O mito do Cowboy, do Pioneiro e do Astronauta como “sobreviventes”
ou como heróis eleitos por um “destino manifesto” americano é aglutinado na
figura do maratonista solitário – vejam por exemplo as sequência do treinamento
de “Rock, um Lutador” onde o personagem corre, sobe escadarias e do alto ergue
os braços como vitorioso.
O pensador francês Jean Baudrillard em seu livro “América”

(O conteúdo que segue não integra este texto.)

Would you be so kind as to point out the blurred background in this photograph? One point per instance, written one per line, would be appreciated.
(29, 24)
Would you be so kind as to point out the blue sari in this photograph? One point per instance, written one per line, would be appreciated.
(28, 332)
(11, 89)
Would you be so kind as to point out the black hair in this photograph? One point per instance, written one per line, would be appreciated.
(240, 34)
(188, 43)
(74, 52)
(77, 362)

(uma série de crônicas das suas viagens pelos EUA e suas impressões sobre a
cultura e cotidiano desse país) descreve o impacto que a Maratona de Nova York
provocou nele:
"jamais poderia acreditar que a Maratona de Nova York fosse capaz de me arrancar lágrimas. (...) São 17.000 e cada um corre sozinho, sem mesmo o espírito de uma vitória, simplesmente para sentir que existem. “I did it!” (“Consegui!), suspira o corredor exausto ao despencar no gramado do Central Park. (...) A Maratona de Nova York tornou-se uma espécie de símbolo internacional dessa performance fetichista, do delírio de uma vitória em vazio, da exaltação de uma façanha sem consequência” (BAUDRILLARD, Jean. América. R. de Janeiro: Rocco, 1986, p. 21-22)
Assim como no atentado ao World Trade Center em 2001
a demolição das torres representou o ataque à autoestima de um simbolismo fálico
do império norte-americano, o atentado na segunda maratona mais tradicional do
mundo atinge a própria autoimagem individualista do norte-americano em um dos
seus símbolos mais caros: a de um esporte onde, do ponto de vista
norte-americano, a sobrevivência vale mais do que a própria vitória.

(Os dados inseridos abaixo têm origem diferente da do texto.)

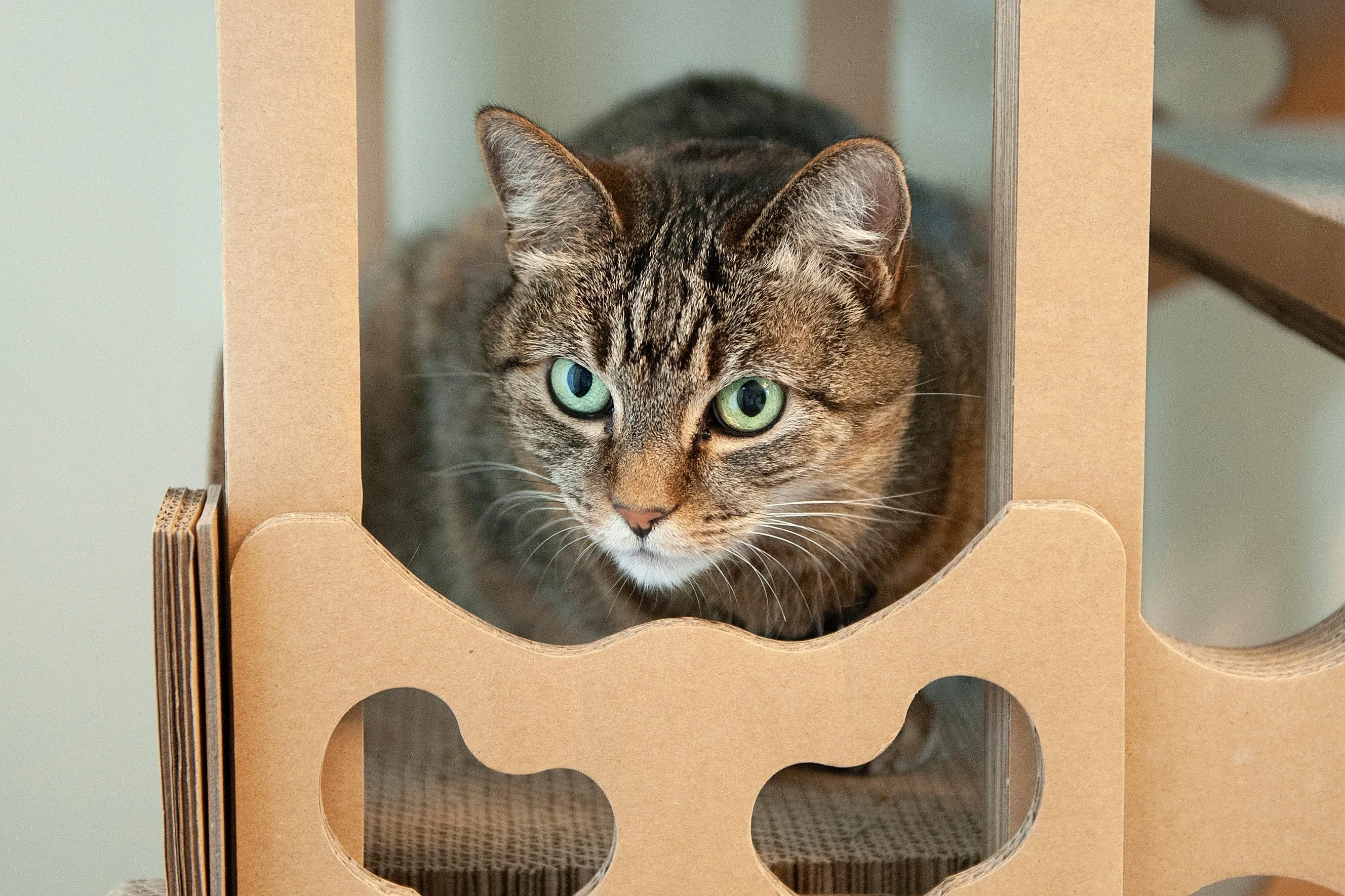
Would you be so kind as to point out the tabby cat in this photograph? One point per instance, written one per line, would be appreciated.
(712, 357)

E por que explosões juntas à linha de chegada? Para
serem televisionadas. Da mesma forma como após o choque do primeiro avião na
torre do WTC em 2001 houve um intervalo de pouco mais de meia hora, tempo
suficiente dado pelos terroristas para que os links ao vivo fossem
estabilizados e transmitissem ao vivo o segundo impacto.

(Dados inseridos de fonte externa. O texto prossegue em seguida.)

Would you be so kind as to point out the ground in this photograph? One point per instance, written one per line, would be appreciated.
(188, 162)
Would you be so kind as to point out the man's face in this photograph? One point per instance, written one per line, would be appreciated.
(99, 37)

Parece que os terroristas aprenderam bem a lição dada
pelo historiador Daniel Boorstin em seu livro “The Image: a guide to
pseudo-events in America” de 1961 onde sustenta que os eventos para serem
notícias devem, antes de tudo, ser “noticiáveis”. Um evento deve atender à
logística e às necessidades por conveniência (grade horária, horário de
fechamento das redações etc.) das mídias para se transformar em notícia.
Parece que o evento das bombas de Boston atendeu a
esse princípio de “noticiabilidade” no momento em que os terroristas ofereceram
um show de explosões, sangue e corpos desmembrados para as câmeras, e o FBI muniu
as mídias de abundantes e oportunas imagens que culminaram nas eletrizantes
cenas de perseguição (ao melhor estilo das populares perseguições policiais a
motoristas fora de si transmitidas pelas TVs). Bom, mas aí estaremos entrando novamente
no campo das conspirações...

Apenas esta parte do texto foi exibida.